Rudd's farewell speech was a strange, snivelling, long-winded, self-indulgent, self-righteous and emotional thing in which he listed interminably the record of his government's achievements.
They were such amazing achievements that you found yourself wondering why the party threw him out. Then you stepped back and looked at his insufferable performance post-caucus and you realised why. His wife stood behind him, off to the side, very close, stroking his back.
His teenage son, incredibly good looking, a potential teenage pop idol, stood silently on the right of the screen, inscrutable, with his father there holding back tears, blubbing on about making a difference for people with cancer.
Who knew what the boy was thinking of it all? He didn't seem connected with his father but he may just be shy. At least he was there. But the speech said it all. Rudd had imploded. He was a train wreck. No leader is deader than Kevin Rudd.
While the policy achievements might have been stunning, in the end the climate change failure and then the absurdly large tax on the mining industry did for him and the desertion began from all sides.

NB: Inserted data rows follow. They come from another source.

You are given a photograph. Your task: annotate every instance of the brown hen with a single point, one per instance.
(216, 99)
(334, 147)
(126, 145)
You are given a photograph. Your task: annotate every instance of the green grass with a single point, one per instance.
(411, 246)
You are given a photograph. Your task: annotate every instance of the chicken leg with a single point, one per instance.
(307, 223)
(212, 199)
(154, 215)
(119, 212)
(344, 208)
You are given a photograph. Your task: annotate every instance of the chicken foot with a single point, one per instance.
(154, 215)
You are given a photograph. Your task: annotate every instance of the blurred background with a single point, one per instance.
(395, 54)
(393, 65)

The tide went out on him, Gillard struck, Treasurer Wayne Swan betrayed him and suddenly Julia Gillard was Australia's first female Prime Minister.

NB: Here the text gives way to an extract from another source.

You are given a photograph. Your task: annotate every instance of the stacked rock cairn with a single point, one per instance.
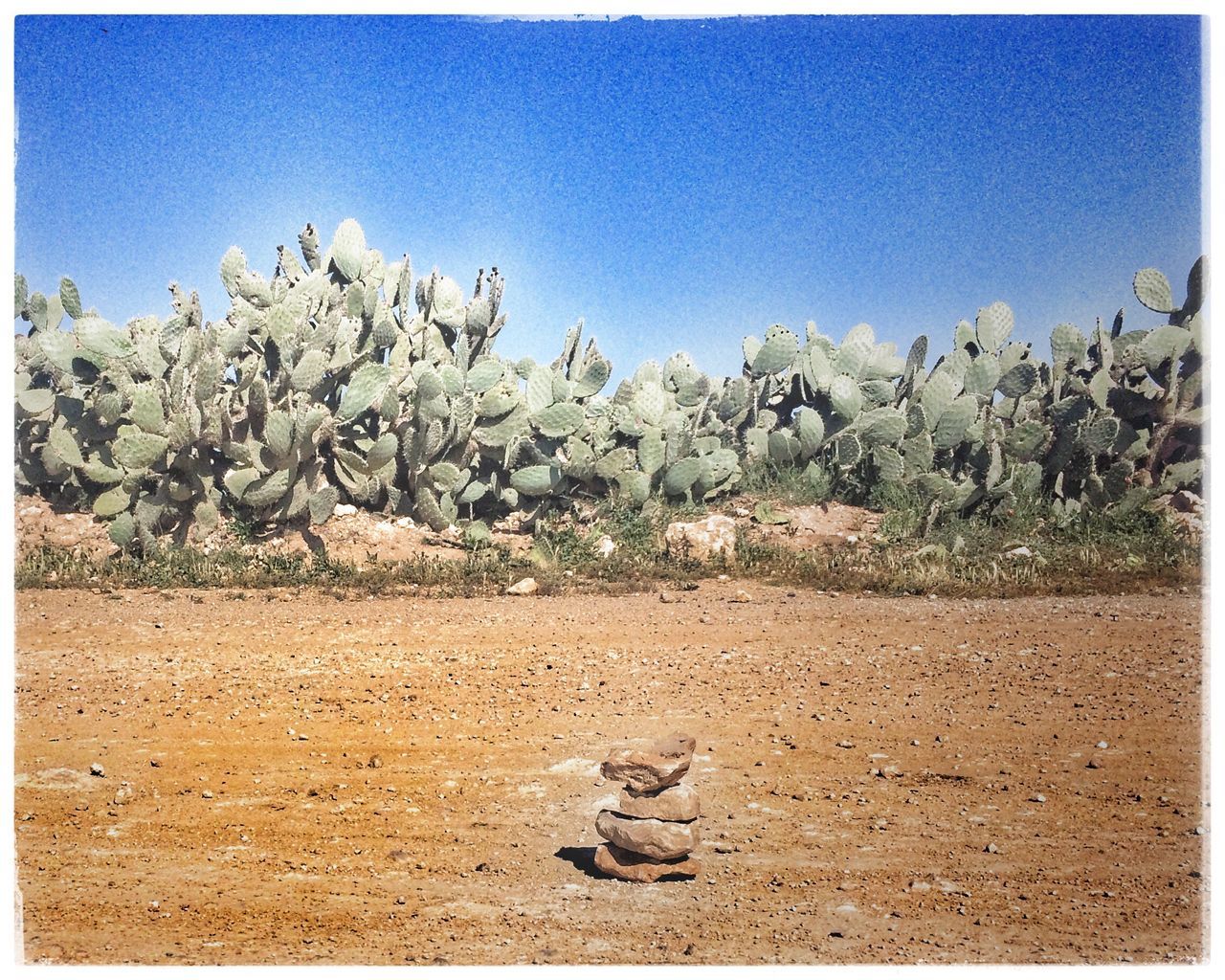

She began her premiership most impressively. She came into her first news conference glowing, a cross between Margaret Thatcher, who always had perfect hair, and Helen Clark with her rationality, strength and fluency.
She spoke confidently. She offered a shrewd and immediate olive branch to the mining industry, moving even before she was sworn in for a de-escalation of the battle between the Government and the mining industry that had crippled Kevin Rudd.
We'll take our government-paid ads off television today, she said, if the mining industry does the same.
By the end of the day, the mining industry had done so. Somewhere in all of that, it occurred to me, a hard-working ad salesman is going to be paid a bit less, but never mind.
Gillard has more than a touch of Helen Clark. She also has a partner, Tim, a hairdresser. Presumably he does her hair. It is very red.
The Sydney Morning Herald observed that she re-dyed it at the weekend so everyone should have known something was up. But it is nice seeing a left-wing female Prime Minister who cares about her hair.
She has obviously had a little work on the forehead too, perhaps a little Botox. So she cares about how she looks. I like this. I don't know why.
It's nice when people want to look nice. I also like the word nice. I was taught at school it is a useless word but I've come to think you can say a lot of stuff with the word nice.
But as the former Labour leader Mark Latham observed the next day, the veneer of unity at the top of Gillard's Government won't last long. He said he doesn't know what the Victorian left did to each other in the 80s and 90s but they hate each other. So we'll see.